Texas A&M Forest Service says watering can be done with a water hose, soaker hose, sprinkler or bucket. A good guideline for the amount of water your tree needs is two to three gallons per one inch trunk diameter.

Another simple guideline — water until the soil can pass the screwdriver test. 

Stick a long screwdriver in the ground. If the screwdriver doesn’t go easily six to eight inches into the soil, it needs more water. 

Water should be applied to the entire area within the dripline under the crown of the tree.

McGregor of Texas Trees recommends watering beyond the dripline, as a tree’s roots extend past its canopy. 

One of the myths about trees is that its root system is a mirror image of the tree above ground.

“A tree’s root system is kind of like a plate,” she said. 

While some trees have tap roots, typically a tree's roots extend outward laterally, two or three feet below ground. 


Younger trees need more frequent waterings until they become established at roughly two years after planting.

Texas A&M Forest Services recommends watering newly planted trees two to threes times a week, in the absence of precipitation. 

Watering young trees should be focused primarily on and immediately adjacent to the original root ball as these trees have not yet developed long ranging roots.

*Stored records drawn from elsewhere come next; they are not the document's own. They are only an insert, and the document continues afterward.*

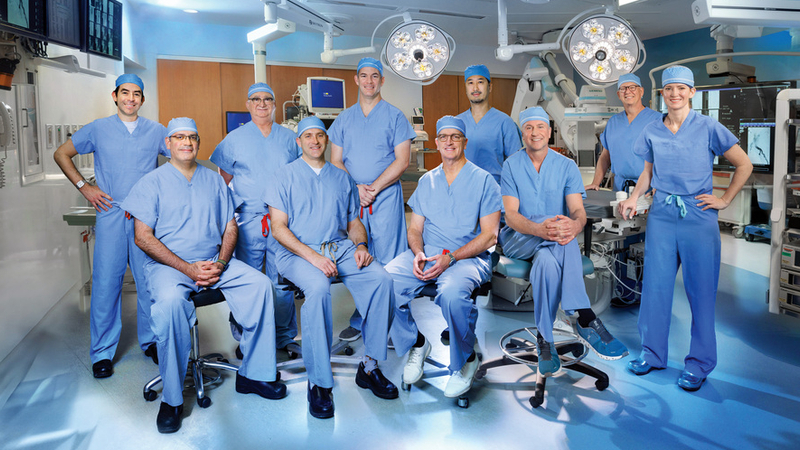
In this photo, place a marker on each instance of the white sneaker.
(416, 358)
(461, 381)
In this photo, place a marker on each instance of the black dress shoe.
(376, 382)
(103, 368)
(169, 418)
(272, 390)
(152, 352)
(320, 402)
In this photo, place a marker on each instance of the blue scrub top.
(189, 218)
(683, 162)
(368, 142)
(121, 158)
(491, 141)
(319, 206)
(541, 194)
(453, 212)
(252, 159)
(618, 138)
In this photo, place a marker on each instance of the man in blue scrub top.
(314, 207)
(247, 159)
(455, 219)
(493, 136)
(543, 199)
(125, 148)
(372, 142)
(185, 224)
(617, 140)
(620, 134)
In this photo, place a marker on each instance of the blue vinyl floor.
(49, 400)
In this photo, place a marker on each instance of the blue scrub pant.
(386, 230)
(694, 243)
(556, 276)
(453, 290)
(371, 288)
(114, 249)
(258, 252)
(249, 295)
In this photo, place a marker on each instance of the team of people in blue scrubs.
(280, 208)
(125, 148)
(682, 227)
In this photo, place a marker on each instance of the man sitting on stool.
(185, 225)
(314, 209)
(455, 219)
(543, 199)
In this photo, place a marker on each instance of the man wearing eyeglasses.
(248, 158)
(543, 199)
(125, 148)
(455, 220)
(371, 140)
(620, 134)
(184, 221)
(492, 135)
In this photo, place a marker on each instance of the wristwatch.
(452, 258)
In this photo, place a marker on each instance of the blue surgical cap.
(677, 74)
(309, 123)
(181, 124)
(260, 87)
(478, 69)
(629, 78)
(370, 62)
(129, 78)
(450, 122)
(536, 113)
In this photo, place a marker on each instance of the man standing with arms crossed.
(247, 159)
(492, 135)
(372, 141)
(125, 148)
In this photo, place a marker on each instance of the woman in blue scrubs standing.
(682, 227)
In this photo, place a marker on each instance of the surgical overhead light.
(602, 48)
(418, 51)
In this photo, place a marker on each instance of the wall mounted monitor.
(326, 95)
(64, 22)
(103, 28)
(235, 119)
(24, 18)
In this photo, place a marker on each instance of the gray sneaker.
(350, 334)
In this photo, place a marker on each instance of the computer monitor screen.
(326, 95)
(24, 18)
(235, 119)
(757, 138)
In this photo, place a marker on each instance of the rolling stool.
(429, 290)
(296, 349)
(519, 346)
(199, 366)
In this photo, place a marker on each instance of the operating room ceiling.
(470, 22)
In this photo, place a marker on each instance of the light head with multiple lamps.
(602, 48)
(418, 51)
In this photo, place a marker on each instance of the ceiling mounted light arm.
(505, 52)
(329, 55)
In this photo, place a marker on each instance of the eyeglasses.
(450, 137)
(265, 101)
(182, 137)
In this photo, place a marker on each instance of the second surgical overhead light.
(603, 47)
(418, 51)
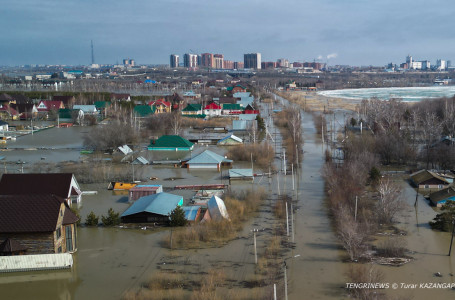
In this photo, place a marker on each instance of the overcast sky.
(355, 32)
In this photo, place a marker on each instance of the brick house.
(36, 224)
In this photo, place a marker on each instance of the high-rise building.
(190, 60)
(207, 60)
(174, 62)
(218, 61)
(252, 61)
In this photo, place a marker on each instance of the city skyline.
(349, 32)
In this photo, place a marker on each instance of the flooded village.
(225, 189)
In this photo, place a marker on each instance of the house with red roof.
(212, 109)
(161, 106)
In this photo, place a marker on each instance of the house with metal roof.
(192, 109)
(142, 190)
(63, 185)
(208, 160)
(192, 213)
(241, 174)
(428, 180)
(230, 140)
(216, 210)
(154, 208)
(37, 224)
(443, 196)
(171, 143)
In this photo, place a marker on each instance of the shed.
(441, 197)
(208, 160)
(192, 213)
(143, 190)
(245, 174)
(428, 180)
(216, 210)
(230, 140)
(153, 208)
(171, 143)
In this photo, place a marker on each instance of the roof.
(193, 107)
(160, 204)
(442, 194)
(231, 136)
(232, 106)
(217, 209)
(51, 183)
(212, 105)
(240, 173)
(31, 213)
(191, 212)
(144, 110)
(424, 175)
(208, 157)
(172, 141)
(11, 246)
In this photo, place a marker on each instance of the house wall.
(36, 243)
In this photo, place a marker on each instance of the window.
(69, 239)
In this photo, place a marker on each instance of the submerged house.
(171, 143)
(208, 160)
(63, 185)
(443, 196)
(154, 208)
(36, 224)
(230, 140)
(216, 210)
(428, 180)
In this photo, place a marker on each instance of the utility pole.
(451, 240)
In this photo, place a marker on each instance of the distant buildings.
(174, 61)
(190, 60)
(252, 61)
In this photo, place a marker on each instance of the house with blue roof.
(152, 209)
(208, 160)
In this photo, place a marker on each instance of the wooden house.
(152, 209)
(427, 180)
(63, 185)
(36, 224)
(171, 143)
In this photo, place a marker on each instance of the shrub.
(92, 219)
(177, 217)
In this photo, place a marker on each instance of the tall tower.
(93, 55)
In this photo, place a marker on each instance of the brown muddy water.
(111, 261)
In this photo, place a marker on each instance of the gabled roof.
(31, 213)
(161, 204)
(172, 141)
(208, 157)
(58, 184)
(424, 175)
(240, 173)
(217, 209)
(442, 195)
(193, 107)
(212, 105)
(231, 106)
(144, 110)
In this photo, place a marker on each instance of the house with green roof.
(208, 160)
(171, 143)
(143, 111)
(152, 208)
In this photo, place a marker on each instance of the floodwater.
(111, 261)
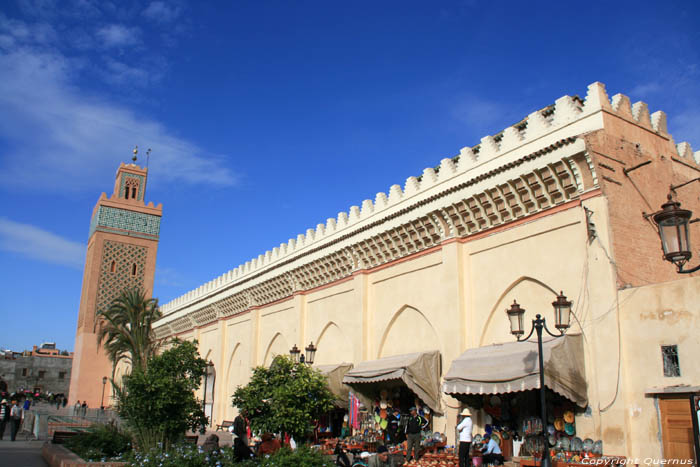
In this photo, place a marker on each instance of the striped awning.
(512, 367)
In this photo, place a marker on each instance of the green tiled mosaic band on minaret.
(116, 220)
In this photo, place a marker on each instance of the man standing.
(393, 426)
(4, 416)
(240, 427)
(465, 437)
(492, 452)
(15, 419)
(414, 426)
(380, 459)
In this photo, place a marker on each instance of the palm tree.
(126, 328)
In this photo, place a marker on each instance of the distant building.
(43, 369)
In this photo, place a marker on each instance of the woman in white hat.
(465, 437)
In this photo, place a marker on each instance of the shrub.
(158, 404)
(100, 442)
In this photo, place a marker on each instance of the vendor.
(492, 451)
(414, 426)
(392, 431)
(381, 458)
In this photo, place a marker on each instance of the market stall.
(502, 382)
(388, 388)
(330, 425)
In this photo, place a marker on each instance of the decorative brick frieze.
(115, 220)
(123, 266)
(507, 176)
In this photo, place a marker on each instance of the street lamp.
(294, 352)
(672, 222)
(210, 365)
(102, 402)
(309, 356)
(562, 317)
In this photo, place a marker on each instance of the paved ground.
(21, 453)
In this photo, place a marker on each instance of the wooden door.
(677, 429)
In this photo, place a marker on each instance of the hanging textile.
(354, 411)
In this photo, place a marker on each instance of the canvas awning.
(335, 374)
(503, 368)
(419, 371)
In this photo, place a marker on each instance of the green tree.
(158, 403)
(126, 328)
(285, 398)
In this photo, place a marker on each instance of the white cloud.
(169, 277)
(162, 13)
(685, 126)
(35, 243)
(643, 90)
(118, 35)
(55, 136)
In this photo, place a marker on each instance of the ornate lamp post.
(562, 317)
(210, 365)
(102, 402)
(294, 352)
(308, 358)
(672, 222)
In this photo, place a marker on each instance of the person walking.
(240, 427)
(4, 417)
(465, 437)
(381, 458)
(15, 419)
(414, 426)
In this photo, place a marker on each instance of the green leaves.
(285, 398)
(126, 328)
(158, 402)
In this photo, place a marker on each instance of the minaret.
(121, 253)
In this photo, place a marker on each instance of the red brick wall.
(635, 241)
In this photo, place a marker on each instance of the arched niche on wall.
(408, 331)
(277, 346)
(237, 374)
(535, 297)
(332, 346)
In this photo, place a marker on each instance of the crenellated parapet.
(535, 164)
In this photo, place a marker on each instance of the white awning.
(511, 367)
(419, 371)
(334, 374)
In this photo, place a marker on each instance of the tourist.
(240, 427)
(414, 426)
(381, 458)
(4, 417)
(492, 452)
(392, 429)
(269, 445)
(465, 438)
(241, 451)
(15, 419)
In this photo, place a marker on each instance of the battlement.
(568, 116)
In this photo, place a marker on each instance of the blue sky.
(266, 118)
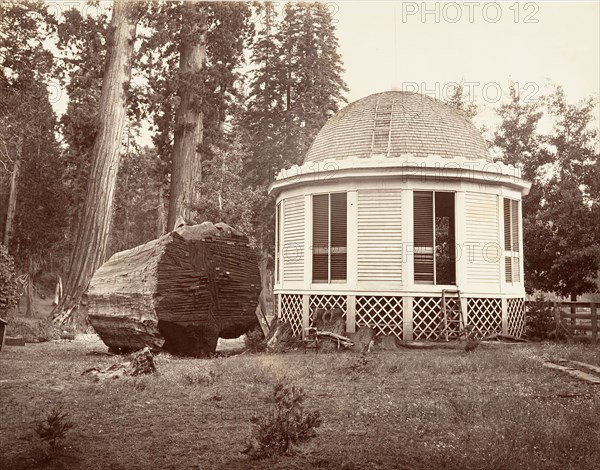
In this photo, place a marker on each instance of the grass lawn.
(496, 408)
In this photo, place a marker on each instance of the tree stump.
(179, 293)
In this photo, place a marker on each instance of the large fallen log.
(179, 293)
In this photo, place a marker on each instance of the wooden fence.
(578, 318)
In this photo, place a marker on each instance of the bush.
(255, 340)
(9, 288)
(539, 319)
(54, 427)
(278, 432)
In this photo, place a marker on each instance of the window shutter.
(511, 240)
(338, 236)
(514, 218)
(507, 231)
(320, 238)
(423, 236)
(277, 242)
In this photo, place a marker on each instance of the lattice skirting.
(327, 302)
(291, 311)
(383, 314)
(515, 312)
(427, 317)
(484, 315)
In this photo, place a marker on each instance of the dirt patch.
(493, 408)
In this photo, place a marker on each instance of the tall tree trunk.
(187, 164)
(161, 219)
(96, 220)
(12, 195)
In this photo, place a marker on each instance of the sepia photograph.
(345, 235)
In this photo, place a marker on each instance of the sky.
(426, 47)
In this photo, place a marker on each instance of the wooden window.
(330, 237)
(511, 241)
(434, 251)
(277, 243)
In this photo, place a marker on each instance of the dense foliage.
(9, 287)
(561, 215)
(270, 78)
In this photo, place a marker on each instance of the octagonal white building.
(398, 200)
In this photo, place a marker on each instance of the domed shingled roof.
(396, 123)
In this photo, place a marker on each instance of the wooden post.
(594, 313)
(305, 311)
(407, 318)
(504, 316)
(351, 314)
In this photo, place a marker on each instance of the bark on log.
(179, 293)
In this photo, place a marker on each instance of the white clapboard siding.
(481, 233)
(293, 239)
(379, 229)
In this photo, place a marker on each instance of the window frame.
(432, 250)
(329, 249)
(512, 256)
(278, 234)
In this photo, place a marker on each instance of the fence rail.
(578, 317)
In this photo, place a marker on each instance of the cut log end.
(179, 293)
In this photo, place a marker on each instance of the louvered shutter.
(423, 236)
(514, 217)
(292, 252)
(481, 239)
(379, 237)
(511, 240)
(277, 243)
(339, 229)
(320, 238)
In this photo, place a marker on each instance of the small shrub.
(539, 318)
(255, 340)
(199, 378)
(54, 427)
(278, 432)
(9, 287)
(361, 364)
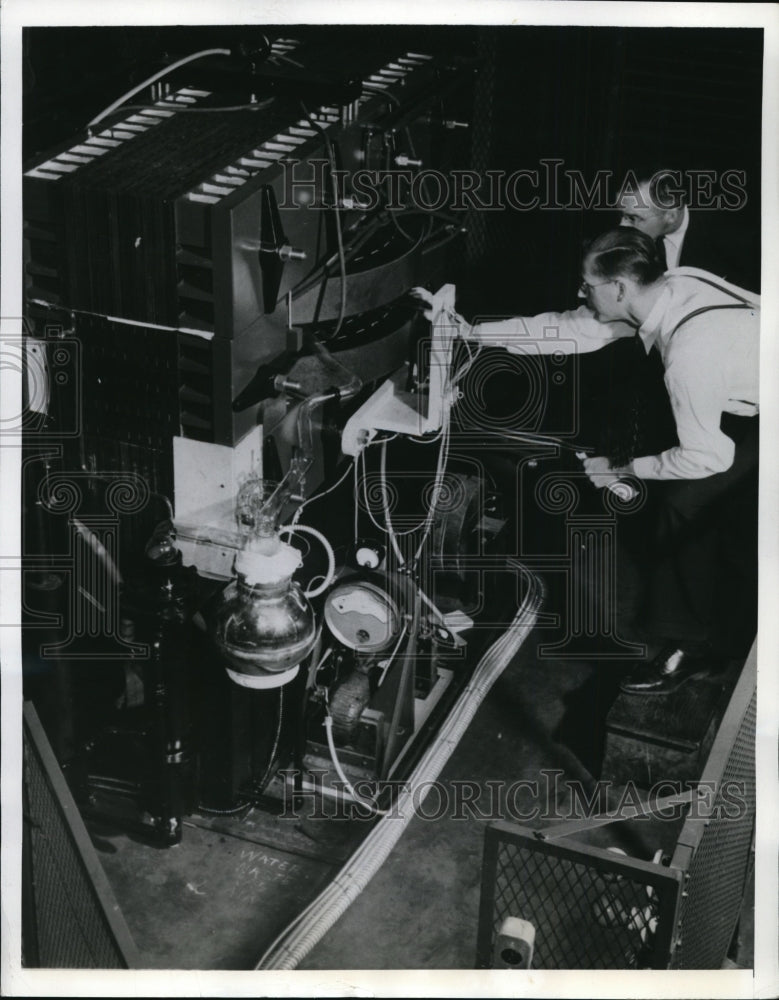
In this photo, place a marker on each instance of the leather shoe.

Another way you can help your trees manage drought stress is by mulching. Mulch conserves water, regulates soil temperatures, reduces competition from other plants and improves soil health. 

Texas Trees Foundation recommends piling two to three inches of mulch around the tree. But avoid the area next to the tree’s trunk. 


During times of drought, be extremely cautious not to add additional stresses to your tree, making them more susceptible to secondary insects and diseases. 

First, do not prune your trees unless absolutely necessary. 

“What you’re trying to do is reduce stress to the tree, so pruning, even when you have to, is adding stress because you are wounding the tree,” said Blevins. “If you’re pruning out live branches or live leaf areas of the tree, you’re removing food and the site where the tree’s root growth hormone is developed, affecting root growth and further stressing the tree at a time where it’s already too stressed.”

According to Blevins, the exception to pruning trees during drought is a completely dead branch or one that is a hazard to its surroundings.

Another common mistake that can be harmful to your trees during a drought is putting out fertilizer. 

“Just generally applying fertilizers without knowing if there is a deficiency is a really bad idea,” said Blevins. “If there is not a nutrient deficiency then it’s not going to help anything and it can actually hurt things and make the tree worse.”


• Avoid watering during the heat of the day, when water will evaporate more quickly. Water between 7 p.m. and 8 a.m. 

• Water should be applied to the entire area within the dripline under the crown of the tree.

•  Texas Trees Foundation also recommends watering outward beyond the dripline if feasible as a mature tree’s roots typically extend farther than the tree’s canopy.

• For all trees, it is important to minimize water contact with the trunk and lower leaves of the tree as water droplets can act as vectors for bacteria and other harmful diseases.

• Follow your local watering ordinance.